Il Covid fa ancora paura: cancellata l’edizione 2021 del Coachella

Il Covid fa ancora paura: cancellata l’edizione 2021 del Coachella

Il Coachella 2021 è stato cancellato: per il secondo anno consecutivo il festival americano dedicato alla musica e all’arte si è arreso a causa del Covid.

La pandemia da Covid non dà tregua e così, a malincuore, i più grandi festival musicali del mondo stanno piano piano issando bandiera bianca. Dopo il Glastonbury, è arrivato il momento del triste annuncio del Coachella: anche nel 2021 il festival americano dedicato alla musica e all’arte non si terrà. Secondo le autorità sanitarie locali sarebbe stato troppo rischioso organizzare una manifestazione di questa portata.

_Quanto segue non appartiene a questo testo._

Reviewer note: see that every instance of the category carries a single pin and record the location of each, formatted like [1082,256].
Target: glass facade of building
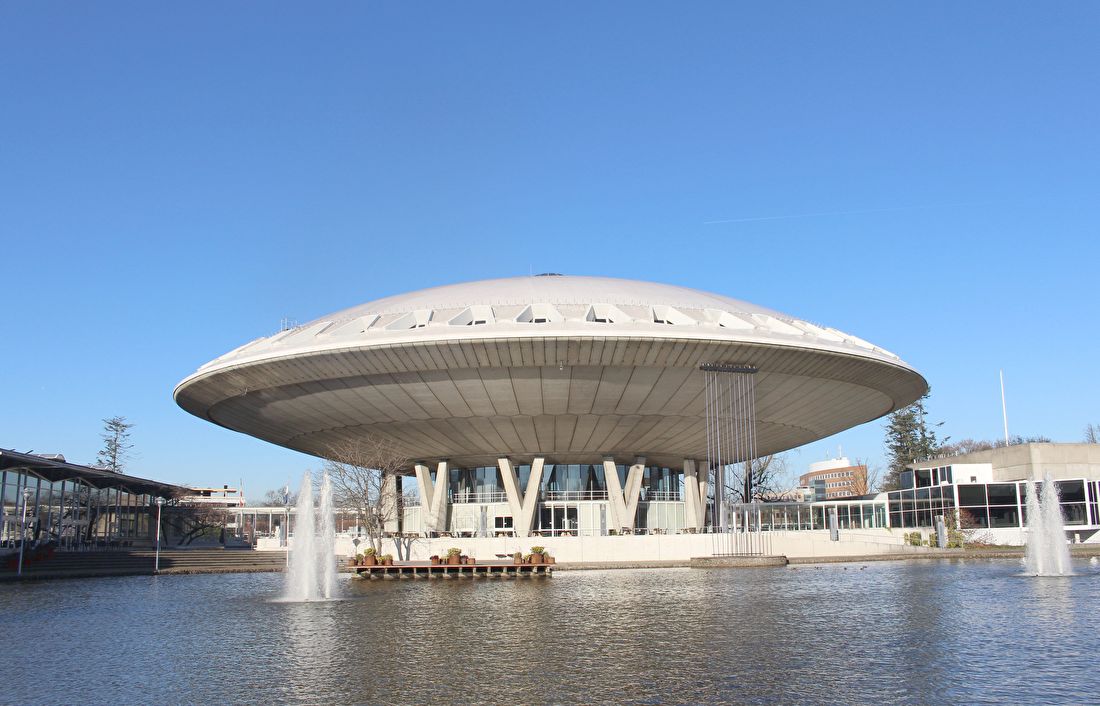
[72,513]
[930,492]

Coachella 2021 cancellato per il Covid

Due anni di stop per il Coachella Vallei Music and Arts Festival. Dopo l’edizione 2020, salta anche quella 2021 a causa della pandemia da Coronavirus. Lo hanno reso noto le autorità sanitarie della contea di Riverside, il distretto amministrativo californiano che comprende anche Indio, la città che tradizionalmente accoglie il festival.

concerto

Secondo programma, il Coachella avrebbe dovuto tenersi come da tradizione per due weekend consecutivi del mese di aprile. Nel 2020 inizialmente la manifestazione era stata posticipata in autunno. Stavolta invece gli organizzatori hanno preferito rimandare il tutto almeno di un anno.

Anche il Glastonbury cancellato

La notizia della resa del Coachella arriva a pochi giorni di distanza da quella di un altro grandissimo evento mondiale, il Festival di Glastonbury, il principale festival britannico: “Con grande rammarico dobbiamo annunciare che il Festival di Glastonbury di quest’anno non avrà luogo e che questo sarà un altro anno a riposo forzato per noi“. Di seguito la lettera con l’annuncio:

In Italia al momento si naviga ancora a vista. Il più importante evento musical-televisivo dell’anno, Sanremo, di riffa o di raffa sarà organizzato nel pieno della pandemia. Ma la prospettiva è molto più preoccupante per i grandi tour estivi e i festival, che rischiano ancora una volta, seriamente, di dover essere cancellati o posticipati, con danni incalcolabili in termini economici (e non solo).